KV Packet: Recomputation-Free Context-Independent KV Caching for LLMs
Summary: arXiv:2604.13226v1 Announce Type: cross
Abstract
Large Language Models (LLMs) have become an integral part of various applications, but their performance is often constrained by inference latency. One of the primary methods to address this issue is through Key-Value (KV) caching. Traditional KV caches, however, present a significant challenge: they are context-dependent. This means that when a cached document is reused in a different context, it necessitates the recomputation of KV states to adjust for changes in attention distribution. In the quest for efficiency, several existing solutions, including CacheBlend, EPIC, and SAM-KV, have been developed to mitigate this problem. These methods aim to selectively recompute only a subset of tokens, but they still incur considerable computational overhead, leading to increased Time-to-First-Token (TTFT) latency.
Introduction to KV Packet
In response to the limitations of current caching mechanisms, we introduce KV Packet, a novel recomputation-free cache reuse framework. This innovative approach conceptualizes cached documents as immutable “packets” that are enveloped in lightweight trainable soft-token adapters. These adapters are designed to be trained via self-supervised distillation, effectively bridging the gaps created by context discontinuities.
Key Features of KV Packet
- Recomputation-Free: KV Packet eliminates the need for recomputation, drastically reducing the computational demands associated with cache reuse.
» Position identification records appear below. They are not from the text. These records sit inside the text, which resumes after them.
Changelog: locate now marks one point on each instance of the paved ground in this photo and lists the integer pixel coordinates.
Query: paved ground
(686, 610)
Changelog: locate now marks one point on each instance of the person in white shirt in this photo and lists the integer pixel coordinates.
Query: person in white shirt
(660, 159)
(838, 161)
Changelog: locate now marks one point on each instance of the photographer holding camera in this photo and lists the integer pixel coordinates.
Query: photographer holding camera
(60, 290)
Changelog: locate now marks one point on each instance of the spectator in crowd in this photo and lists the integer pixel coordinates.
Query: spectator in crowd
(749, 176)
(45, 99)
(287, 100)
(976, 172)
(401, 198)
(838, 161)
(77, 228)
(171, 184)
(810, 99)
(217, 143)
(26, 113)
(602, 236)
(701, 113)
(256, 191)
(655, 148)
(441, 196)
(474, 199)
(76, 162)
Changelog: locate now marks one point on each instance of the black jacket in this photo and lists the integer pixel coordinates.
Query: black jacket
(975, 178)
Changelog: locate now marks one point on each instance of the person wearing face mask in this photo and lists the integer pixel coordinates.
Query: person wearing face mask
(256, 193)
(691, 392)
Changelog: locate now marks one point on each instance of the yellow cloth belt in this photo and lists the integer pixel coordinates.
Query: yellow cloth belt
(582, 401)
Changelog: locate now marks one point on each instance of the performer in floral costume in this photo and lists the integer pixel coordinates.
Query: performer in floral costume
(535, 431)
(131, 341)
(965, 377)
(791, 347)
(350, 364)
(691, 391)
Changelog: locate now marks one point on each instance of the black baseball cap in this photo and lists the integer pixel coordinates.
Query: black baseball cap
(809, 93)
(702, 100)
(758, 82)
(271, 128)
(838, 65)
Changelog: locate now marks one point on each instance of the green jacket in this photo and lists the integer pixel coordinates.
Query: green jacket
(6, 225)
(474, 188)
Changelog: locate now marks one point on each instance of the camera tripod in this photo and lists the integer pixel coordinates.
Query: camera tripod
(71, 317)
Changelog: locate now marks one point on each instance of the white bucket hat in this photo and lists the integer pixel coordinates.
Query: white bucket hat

- Immutable Packets: Cached documents are treated as fixed entities, ensuring consistent performance across varying contexts.
- Lightweight Soft-Token Adapters: The use of trained soft-token adapters allows for efficient adaptation to new contexts without the overhead of full recomputation.
- Self-Supervised Distillation: This technique enables the system to learn and improve over time, enhancing the bridging of attention distributions across contexts.
Performance Evaluation
To assess the effectiveness of the KV Packet framework, we conducted extensive experiments using the Llama-3.1 and Qwen2.5 models. The results indicate that KV Packet achieves near-zero Floating Point Operations per Second (FLOPs), significantly lowering TTFT compared to traditional recomputation-based baselines. Notably, while maintaining these advantages, KV Packet also preserves F1 scores that are comparable to those obtained from full recomputation methods.
Conclusion
In conclusion, KV Packet represents a significant advancement in the field of LLMs by addressing the challenges posed by context-dependent KV caching. With its innovative approach and demonstrated performance benefits, KV Packet paves the way for more efficient and responsive language models, ultimately enhancing user experience and application performance in real-world scenarios.